In this research, the AUC was used to determine the diagnostic value of the NT-proBNP level on day 4 in patients with ICH. In predicting the 6-month mortality after ICH, the AUC for the NT-proBNP on day 4 was greater than 0.9, with high sensitivity (93.8%) and specificity (92.0%); in the prediction of neurologic function, the AUC was slightly less than 0.9 (0.838), suggesting that the NT-proBNP concentration on day 4 after ICH is a powerful prognostic biomarker of clinical outcome, including 6-month mortality, in patients with ICH.

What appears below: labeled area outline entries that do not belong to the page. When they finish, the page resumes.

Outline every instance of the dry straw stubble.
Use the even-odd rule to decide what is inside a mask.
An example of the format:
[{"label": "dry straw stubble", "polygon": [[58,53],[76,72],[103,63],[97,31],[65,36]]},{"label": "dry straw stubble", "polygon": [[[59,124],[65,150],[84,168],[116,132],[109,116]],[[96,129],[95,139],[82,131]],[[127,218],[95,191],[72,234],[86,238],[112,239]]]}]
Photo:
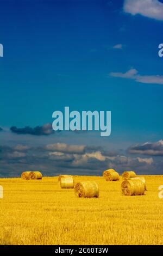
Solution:
[{"label": "dry straw stubble", "polygon": [[99,188],[95,181],[83,181],[77,183],[74,192],[78,197],[98,197]]},{"label": "dry straw stubble", "polygon": [[109,169],[103,172],[103,177],[107,181],[119,180],[120,175],[114,169]]},{"label": "dry straw stubble", "polygon": [[143,177],[143,176],[135,177],[135,178],[132,178],[131,179],[131,180],[142,180],[142,181],[143,182],[143,184],[144,184],[144,186],[145,186],[145,191],[147,191],[147,184],[146,184],[146,181],[145,177]]},{"label": "dry straw stubble", "polygon": [[62,178],[68,178],[68,177],[71,177],[72,178],[72,176],[71,175],[60,175],[58,177],[58,181],[60,182],[61,179]]}]

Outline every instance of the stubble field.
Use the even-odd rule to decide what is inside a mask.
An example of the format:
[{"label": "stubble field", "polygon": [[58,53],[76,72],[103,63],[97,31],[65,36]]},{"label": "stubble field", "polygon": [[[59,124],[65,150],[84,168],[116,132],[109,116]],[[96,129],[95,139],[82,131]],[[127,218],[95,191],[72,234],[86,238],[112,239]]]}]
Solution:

The present work has several limitations that need to be considered. First, the small sample size limits the generalizability of the findings to all ICH patients. Second, selection bias exists in that the biomarker was measured in patients surviving at least 7 days after admission rather than in all patients, including those who died within 3 days after ICH. In addition, other factors that might account for the increased serum NT-proBNP levels during the study could not be completely excluded, which might have caused bias in the results. Finally, the first end point of this study was functional outcome at discharge rather than after rehabilitation at home; the latter would have allowed for the possibility of more patients ultimately obtaining favorable functional outcomes after rehabilitation. Mortality data on long-term follow-up of the patients are needed in future studies.

Conclusion

The present study clearly showed that the serum NT-proBNP concentrations increased markedly and progressively after ICH. The increase in serum NT-proBNP levels was more common in patients with poor clinical outcomes. The NT-proBNP level on day 4 was shown to be a powerful prognostic predictor of functional outcome and 6-month mortality in patients with ICH.